A Wal-Mart spokesman said the company does not oppose 100 percent scanning of containers, but it joined with other industry officials who have said that they don't believe the technology yet exists to do it efficiently.

"Wal-Mart is proud of our efforts to ensure a more secure supply chain, and we will continue to play a central role into finding real solutions to enhance cargo security," said spokesman Robert Traynham.

"This union-funded ad is in poor taste and an irresponsible attempt to avoid facts and play upon people's fears and disparage our company. The 127 million Americans that shop at our stores every week know this is a campaign rooted in politics and nothing else."

In December, the Department of Homeland Security said it would begin screening for nuclear and radiological material in containers at six foreign ports before they leave for the U.S.

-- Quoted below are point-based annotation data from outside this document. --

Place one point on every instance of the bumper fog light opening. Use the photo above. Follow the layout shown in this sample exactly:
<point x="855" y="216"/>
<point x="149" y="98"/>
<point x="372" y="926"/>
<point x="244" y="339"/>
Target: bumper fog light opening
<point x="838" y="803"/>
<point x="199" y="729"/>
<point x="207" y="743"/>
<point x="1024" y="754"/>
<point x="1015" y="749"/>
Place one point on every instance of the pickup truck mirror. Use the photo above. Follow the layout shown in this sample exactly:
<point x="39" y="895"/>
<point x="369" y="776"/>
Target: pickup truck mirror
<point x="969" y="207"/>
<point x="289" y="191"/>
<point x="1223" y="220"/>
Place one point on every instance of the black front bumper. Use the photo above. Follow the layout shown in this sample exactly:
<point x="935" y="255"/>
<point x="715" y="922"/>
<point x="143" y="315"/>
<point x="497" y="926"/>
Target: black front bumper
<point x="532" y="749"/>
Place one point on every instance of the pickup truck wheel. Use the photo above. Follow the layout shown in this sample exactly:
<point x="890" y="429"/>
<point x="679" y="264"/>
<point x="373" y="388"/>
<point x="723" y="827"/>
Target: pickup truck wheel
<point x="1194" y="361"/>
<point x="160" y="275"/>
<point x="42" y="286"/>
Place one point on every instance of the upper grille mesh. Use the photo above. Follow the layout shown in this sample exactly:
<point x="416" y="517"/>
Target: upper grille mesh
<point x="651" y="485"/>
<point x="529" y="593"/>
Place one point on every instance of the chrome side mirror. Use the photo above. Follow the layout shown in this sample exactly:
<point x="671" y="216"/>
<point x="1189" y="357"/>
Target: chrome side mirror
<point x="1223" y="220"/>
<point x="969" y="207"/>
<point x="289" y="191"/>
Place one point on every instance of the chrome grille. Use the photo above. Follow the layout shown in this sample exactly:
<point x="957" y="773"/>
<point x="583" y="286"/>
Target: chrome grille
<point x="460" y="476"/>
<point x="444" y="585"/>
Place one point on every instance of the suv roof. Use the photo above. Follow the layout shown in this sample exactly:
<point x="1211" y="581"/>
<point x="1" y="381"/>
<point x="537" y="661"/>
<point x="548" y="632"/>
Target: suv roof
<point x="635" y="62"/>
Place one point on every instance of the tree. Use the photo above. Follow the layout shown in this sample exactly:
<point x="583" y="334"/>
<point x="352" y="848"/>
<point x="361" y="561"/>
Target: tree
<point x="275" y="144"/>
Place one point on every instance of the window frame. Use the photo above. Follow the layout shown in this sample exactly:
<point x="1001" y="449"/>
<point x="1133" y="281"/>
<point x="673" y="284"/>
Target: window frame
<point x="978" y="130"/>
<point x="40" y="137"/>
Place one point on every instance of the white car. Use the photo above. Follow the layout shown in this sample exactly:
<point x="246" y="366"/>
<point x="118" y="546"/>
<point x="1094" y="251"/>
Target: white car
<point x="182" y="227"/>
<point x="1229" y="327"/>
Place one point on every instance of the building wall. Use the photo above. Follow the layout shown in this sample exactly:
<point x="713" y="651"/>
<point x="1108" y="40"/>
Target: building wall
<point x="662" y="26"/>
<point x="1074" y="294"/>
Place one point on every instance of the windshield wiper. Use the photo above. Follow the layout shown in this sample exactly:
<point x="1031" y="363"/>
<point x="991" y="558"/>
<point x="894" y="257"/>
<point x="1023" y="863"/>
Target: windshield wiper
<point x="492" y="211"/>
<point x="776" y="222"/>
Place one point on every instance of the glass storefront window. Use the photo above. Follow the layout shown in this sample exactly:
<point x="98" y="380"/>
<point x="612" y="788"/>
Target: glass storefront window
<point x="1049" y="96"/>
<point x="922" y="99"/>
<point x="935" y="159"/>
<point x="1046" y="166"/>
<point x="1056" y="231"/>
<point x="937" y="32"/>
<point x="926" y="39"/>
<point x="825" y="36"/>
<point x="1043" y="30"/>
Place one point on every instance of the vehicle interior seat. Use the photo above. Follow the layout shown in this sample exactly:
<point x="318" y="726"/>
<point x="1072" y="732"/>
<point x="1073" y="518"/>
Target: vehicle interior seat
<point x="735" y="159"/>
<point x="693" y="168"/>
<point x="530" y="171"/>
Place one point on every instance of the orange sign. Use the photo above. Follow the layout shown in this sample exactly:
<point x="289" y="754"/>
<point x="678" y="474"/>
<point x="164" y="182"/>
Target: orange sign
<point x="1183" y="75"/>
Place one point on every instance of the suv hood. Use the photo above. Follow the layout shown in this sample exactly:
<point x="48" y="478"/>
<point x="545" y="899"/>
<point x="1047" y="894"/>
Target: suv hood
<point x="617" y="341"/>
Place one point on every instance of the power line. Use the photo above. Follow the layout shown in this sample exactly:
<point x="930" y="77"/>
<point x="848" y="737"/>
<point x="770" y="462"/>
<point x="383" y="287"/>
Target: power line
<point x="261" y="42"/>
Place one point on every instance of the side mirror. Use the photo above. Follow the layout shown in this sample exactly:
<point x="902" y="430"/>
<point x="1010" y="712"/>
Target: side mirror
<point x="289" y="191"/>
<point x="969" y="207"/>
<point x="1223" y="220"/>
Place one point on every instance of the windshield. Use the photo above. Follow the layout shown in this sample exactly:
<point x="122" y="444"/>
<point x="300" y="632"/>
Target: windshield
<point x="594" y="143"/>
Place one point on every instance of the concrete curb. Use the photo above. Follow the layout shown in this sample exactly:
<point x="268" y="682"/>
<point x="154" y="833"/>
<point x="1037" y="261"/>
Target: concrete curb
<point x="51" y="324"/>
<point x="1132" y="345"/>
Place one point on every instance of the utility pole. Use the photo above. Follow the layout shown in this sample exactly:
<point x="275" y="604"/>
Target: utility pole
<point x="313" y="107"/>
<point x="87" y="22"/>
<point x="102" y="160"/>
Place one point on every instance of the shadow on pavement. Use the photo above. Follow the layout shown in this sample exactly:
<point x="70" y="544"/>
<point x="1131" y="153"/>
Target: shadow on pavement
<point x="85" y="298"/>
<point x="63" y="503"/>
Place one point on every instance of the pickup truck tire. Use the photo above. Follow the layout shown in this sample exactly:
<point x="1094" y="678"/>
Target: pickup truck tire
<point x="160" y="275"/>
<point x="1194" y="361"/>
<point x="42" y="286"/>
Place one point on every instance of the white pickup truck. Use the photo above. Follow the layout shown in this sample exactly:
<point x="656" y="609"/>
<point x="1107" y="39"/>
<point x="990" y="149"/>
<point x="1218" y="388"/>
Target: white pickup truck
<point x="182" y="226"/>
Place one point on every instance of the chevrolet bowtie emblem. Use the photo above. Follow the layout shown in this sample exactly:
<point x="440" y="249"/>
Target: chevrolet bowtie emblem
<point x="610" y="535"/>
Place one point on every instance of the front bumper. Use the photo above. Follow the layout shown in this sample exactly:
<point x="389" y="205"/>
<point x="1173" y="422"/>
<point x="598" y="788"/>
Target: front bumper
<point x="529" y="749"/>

The pilot program, based on one operating in Hong Kong, will affect just 7 percent of the 11 million containers that enter U.S. ports annually, but officials hope to expand the program if global companies like Wal-Mart, governments and others embrace it.

The containers, 20- to 40-foot- long metal boxes, hold many of the items typically sold by American retailers such as electronics, furniture, toys and clothes.

In a separate move yesterday, Wal-Mart publicly disclosed that it would pay $529.8 million in bonuses to 813,759 full and part-time workers at Wal-Mart and Sam's Club stores in the U.S.

The payments average $651, the company said. It was the first time in more than a decade of giving the bonuses that the discount retailer, which is under pressure to boost employee wages and benefits, has made the information public.